The film is an intimate and often heartbreaking portrait told as only Davenport can: her work is often of a diary or point-of-view sensibility – honest, straightforward and often very funny – as Nina and her best friend and birthing partner Amy end up in “couples therapy”.

Davenport enlists the assistance of her gay friend Eric, who donates his seed with the intention of just doing so, but quickly gets roped in helping out. Also heartbreakingly portrayed is the story of John, Nina’s boyfriend who becomes attached to her son, while their relationship declines due to various factors left off camera. On camera, Nina copes with the death of her mother, and her father – who can’t understand why she chooses to make art verses going to law school like her brothers. Her mom always understood.

First Comes Love exposes so much of the filmmaker, more so than Davenport’s previous work, including her post 9/11 road trip Parallel Lines and her absurdly hilarious political allegory Operation Filmmaker. The film’s focus and structure, often told in voice over or direct interviews in which Nina is not present offers a rare intimacy, her friends become our friends. With regards to the birthing process, the film is perhaps the most realistic portrait of pregnancy with a look behind the scenes, if you will since Stan Brakhage’s Baby Water Window Moving (itself a point of view film) and the prefect antidote to Ricky Lake’s rather bland The Business of Being Born and the awful Jennifer Lopez comedy The Back-Up Plan.

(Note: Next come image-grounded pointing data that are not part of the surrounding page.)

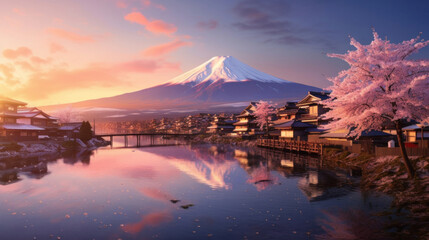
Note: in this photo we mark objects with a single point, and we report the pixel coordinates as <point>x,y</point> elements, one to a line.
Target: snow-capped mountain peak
<point>224,68</point>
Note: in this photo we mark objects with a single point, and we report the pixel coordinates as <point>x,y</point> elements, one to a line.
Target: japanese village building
<point>290,111</point>
<point>246,125</point>
<point>313,108</point>
<point>417,133</point>
<point>36,117</point>
<point>294,130</point>
<point>10,128</point>
<point>221,125</point>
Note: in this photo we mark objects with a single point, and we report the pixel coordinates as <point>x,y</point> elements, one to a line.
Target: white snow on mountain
<point>224,68</point>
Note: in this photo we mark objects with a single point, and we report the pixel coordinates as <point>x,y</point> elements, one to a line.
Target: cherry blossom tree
<point>263,114</point>
<point>383,85</point>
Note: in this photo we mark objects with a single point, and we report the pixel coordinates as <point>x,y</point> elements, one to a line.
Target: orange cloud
<point>165,48</point>
<point>121,4</point>
<point>57,80</point>
<point>39,60</point>
<point>25,65</point>
<point>155,26</point>
<point>71,36</point>
<point>7,75</point>
<point>19,52</point>
<point>156,194</point>
<point>54,48</point>
<point>148,3</point>
<point>147,66</point>
<point>18,11</point>
<point>152,219</point>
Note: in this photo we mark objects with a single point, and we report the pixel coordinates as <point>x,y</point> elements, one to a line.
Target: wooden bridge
<point>139,135</point>
<point>291,145</point>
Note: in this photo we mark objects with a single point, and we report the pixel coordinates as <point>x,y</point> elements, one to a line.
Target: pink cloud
<point>19,52</point>
<point>152,219</point>
<point>165,48</point>
<point>148,3</point>
<point>18,11</point>
<point>210,25</point>
<point>58,21</point>
<point>55,47</point>
<point>136,17</point>
<point>156,194</point>
<point>71,36</point>
<point>7,75</point>
<point>147,66</point>
<point>121,4</point>
<point>59,79</point>
<point>155,26</point>
<point>39,60</point>
<point>25,65</point>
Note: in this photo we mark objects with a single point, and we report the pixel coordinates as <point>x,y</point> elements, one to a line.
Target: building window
<point>287,133</point>
<point>411,136</point>
<point>313,110</point>
<point>10,120</point>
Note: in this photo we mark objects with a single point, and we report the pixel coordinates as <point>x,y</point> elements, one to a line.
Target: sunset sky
<point>65,51</point>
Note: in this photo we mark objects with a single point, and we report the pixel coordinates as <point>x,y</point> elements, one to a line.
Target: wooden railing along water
<point>138,137</point>
<point>292,145</point>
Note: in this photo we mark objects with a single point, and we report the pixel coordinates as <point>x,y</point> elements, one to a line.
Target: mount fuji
<point>216,85</point>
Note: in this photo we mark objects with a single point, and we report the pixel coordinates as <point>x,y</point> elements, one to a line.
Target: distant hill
<point>222,83</point>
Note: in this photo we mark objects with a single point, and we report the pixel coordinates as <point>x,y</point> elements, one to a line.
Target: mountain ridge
<point>220,81</point>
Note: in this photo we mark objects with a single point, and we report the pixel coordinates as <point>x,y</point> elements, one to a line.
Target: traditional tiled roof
<point>10,100</point>
<point>415,127</point>
<point>288,111</point>
<point>8,114</point>
<point>17,126</point>
<point>293,124</point>
<point>344,134</point>
<point>313,97</point>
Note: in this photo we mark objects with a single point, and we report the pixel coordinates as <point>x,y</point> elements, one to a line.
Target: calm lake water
<point>181,192</point>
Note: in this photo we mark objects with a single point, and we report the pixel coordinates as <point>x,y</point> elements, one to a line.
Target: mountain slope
<point>219,81</point>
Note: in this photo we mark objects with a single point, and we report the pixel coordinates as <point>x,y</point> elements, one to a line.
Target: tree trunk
<point>407,162</point>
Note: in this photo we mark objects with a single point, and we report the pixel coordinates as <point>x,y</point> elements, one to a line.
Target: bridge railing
<point>292,145</point>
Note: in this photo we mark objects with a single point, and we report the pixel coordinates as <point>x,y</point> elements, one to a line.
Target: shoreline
<point>50,148</point>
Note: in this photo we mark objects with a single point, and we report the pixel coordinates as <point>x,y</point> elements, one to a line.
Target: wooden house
<point>416,133</point>
<point>294,130</point>
<point>313,108</point>
<point>10,129</point>
<point>36,117</point>
<point>289,111</point>
<point>246,125</point>
<point>221,125</point>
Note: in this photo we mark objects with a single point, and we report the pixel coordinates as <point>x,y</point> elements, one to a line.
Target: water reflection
<point>187,192</point>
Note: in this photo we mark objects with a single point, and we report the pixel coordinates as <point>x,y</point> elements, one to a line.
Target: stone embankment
<point>41,148</point>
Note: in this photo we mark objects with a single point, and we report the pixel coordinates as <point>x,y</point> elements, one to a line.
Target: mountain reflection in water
<point>179,192</point>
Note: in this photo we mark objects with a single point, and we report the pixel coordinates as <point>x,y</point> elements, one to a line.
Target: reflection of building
<point>416,132</point>
<point>70,130</point>
<point>322,185</point>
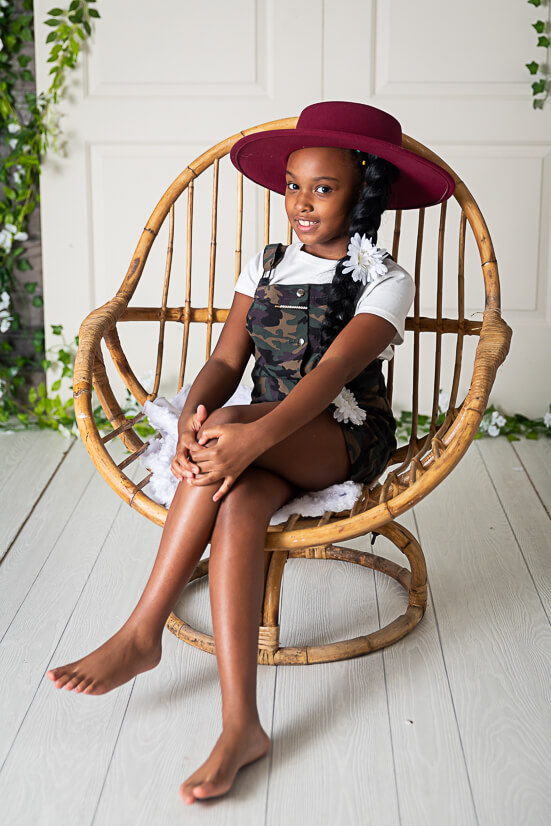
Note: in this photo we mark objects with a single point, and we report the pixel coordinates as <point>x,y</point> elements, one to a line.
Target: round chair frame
<point>423,463</point>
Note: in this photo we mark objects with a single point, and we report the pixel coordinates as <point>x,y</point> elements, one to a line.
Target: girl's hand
<point>223,452</point>
<point>182,465</point>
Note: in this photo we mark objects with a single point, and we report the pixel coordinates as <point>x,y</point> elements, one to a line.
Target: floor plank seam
<point>123,718</point>
<point>270,762</point>
<point>519,546</point>
<point>54,543</point>
<point>437,626</point>
<point>33,508</point>
<point>40,682</point>
<point>534,488</point>
<point>391,738</point>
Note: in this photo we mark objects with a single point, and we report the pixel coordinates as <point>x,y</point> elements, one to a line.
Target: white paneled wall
<point>162,83</point>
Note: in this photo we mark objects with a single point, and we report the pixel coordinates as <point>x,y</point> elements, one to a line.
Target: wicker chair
<point>415,469</point>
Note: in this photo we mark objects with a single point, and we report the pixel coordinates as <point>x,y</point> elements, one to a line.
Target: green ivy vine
<point>29,127</point>
<point>542,70</point>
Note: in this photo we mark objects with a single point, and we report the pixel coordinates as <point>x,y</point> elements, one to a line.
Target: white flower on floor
<point>365,260</point>
<point>348,409</point>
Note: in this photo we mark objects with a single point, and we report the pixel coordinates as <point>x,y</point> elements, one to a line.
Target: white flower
<point>365,260</point>
<point>443,401</point>
<point>348,409</point>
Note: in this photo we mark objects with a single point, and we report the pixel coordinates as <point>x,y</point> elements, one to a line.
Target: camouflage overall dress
<point>284,322</point>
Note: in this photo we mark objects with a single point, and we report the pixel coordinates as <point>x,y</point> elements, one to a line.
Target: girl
<point>319,317</point>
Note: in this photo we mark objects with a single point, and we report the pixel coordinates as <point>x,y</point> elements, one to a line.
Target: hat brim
<point>262,157</point>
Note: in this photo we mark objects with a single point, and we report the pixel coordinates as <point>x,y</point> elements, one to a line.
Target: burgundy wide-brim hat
<point>262,156</point>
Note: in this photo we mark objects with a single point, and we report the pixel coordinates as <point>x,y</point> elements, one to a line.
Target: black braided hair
<point>377,177</point>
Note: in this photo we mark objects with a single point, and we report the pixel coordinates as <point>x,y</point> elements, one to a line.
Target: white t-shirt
<point>390,296</point>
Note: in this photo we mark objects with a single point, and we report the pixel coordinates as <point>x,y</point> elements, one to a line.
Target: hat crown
<point>354,118</point>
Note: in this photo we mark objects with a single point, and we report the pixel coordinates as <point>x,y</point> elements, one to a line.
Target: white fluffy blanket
<point>164,414</point>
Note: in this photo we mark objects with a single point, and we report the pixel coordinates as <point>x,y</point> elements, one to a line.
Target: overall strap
<point>273,254</point>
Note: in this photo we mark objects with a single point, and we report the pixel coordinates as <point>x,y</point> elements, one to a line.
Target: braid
<point>377,177</point>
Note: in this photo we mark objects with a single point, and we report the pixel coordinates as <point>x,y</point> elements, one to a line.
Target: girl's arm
<point>214,384</point>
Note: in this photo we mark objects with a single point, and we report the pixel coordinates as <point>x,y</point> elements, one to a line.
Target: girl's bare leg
<point>236,586</point>
<point>236,582</point>
<point>136,647</point>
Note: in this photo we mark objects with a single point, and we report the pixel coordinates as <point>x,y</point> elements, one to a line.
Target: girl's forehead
<point>320,158</point>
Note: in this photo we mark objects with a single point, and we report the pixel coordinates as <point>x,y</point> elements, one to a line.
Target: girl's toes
<point>62,680</point>
<point>187,794</point>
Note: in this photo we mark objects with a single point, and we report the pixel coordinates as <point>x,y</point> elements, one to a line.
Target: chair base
<point>413,581</point>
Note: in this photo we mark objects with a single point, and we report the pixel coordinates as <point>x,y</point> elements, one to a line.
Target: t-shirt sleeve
<point>250,276</point>
<point>389,298</point>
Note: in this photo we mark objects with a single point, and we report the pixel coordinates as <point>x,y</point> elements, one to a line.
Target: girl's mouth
<point>306,225</point>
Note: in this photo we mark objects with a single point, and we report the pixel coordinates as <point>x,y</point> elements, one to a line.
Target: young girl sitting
<point>319,316</point>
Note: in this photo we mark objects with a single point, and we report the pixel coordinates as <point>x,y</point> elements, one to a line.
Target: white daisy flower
<point>443,401</point>
<point>365,260</point>
<point>348,409</point>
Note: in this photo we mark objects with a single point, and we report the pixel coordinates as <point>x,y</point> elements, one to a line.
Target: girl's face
<point>322,187</point>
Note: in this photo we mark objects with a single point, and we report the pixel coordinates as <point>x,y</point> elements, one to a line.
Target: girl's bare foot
<point>109,666</point>
<point>234,749</point>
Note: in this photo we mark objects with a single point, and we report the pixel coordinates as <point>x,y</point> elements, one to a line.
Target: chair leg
<point>414,582</point>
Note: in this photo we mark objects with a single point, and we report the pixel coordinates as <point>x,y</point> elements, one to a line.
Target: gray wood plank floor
<point>449,727</point>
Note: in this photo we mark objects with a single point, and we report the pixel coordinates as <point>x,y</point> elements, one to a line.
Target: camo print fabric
<point>284,322</point>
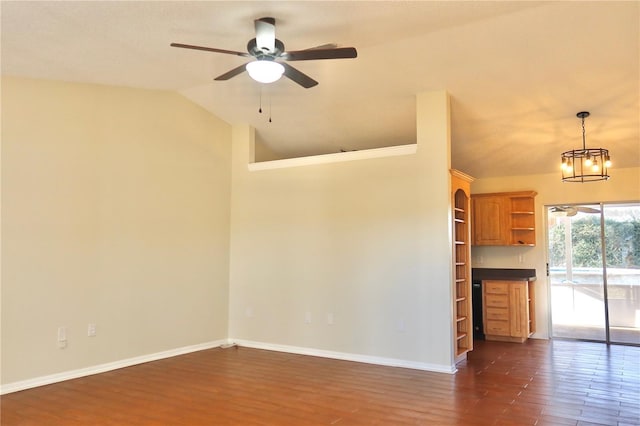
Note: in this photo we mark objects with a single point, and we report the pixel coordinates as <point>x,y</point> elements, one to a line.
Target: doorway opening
<point>594,271</point>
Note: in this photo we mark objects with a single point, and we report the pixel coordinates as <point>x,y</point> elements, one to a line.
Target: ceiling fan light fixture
<point>265,71</point>
<point>586,164</point>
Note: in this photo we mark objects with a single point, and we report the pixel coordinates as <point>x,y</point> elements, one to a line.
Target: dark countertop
<point>480,274</point>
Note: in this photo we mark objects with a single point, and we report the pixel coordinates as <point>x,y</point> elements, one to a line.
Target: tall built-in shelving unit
<point>462,309</point>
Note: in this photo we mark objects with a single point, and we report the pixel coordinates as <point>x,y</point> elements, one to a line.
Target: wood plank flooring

The film traces her birth of her son (who I imagine will continue to have a camera aimed at him, if Davenport continues to make films) from the moral decision to proceed, the science involved and finally the support structure. It’s an instantly likable crowd-pleaser at times on par with something with a Judd Apatow-produced work. Think Girls, only 15 years later and with additional heartbreak. First Comes Love is scheduled to play on HBO, but if the Bridesmaid effect is indeed a real thing perhaps it’ll find itself with a much deserved theatrical release.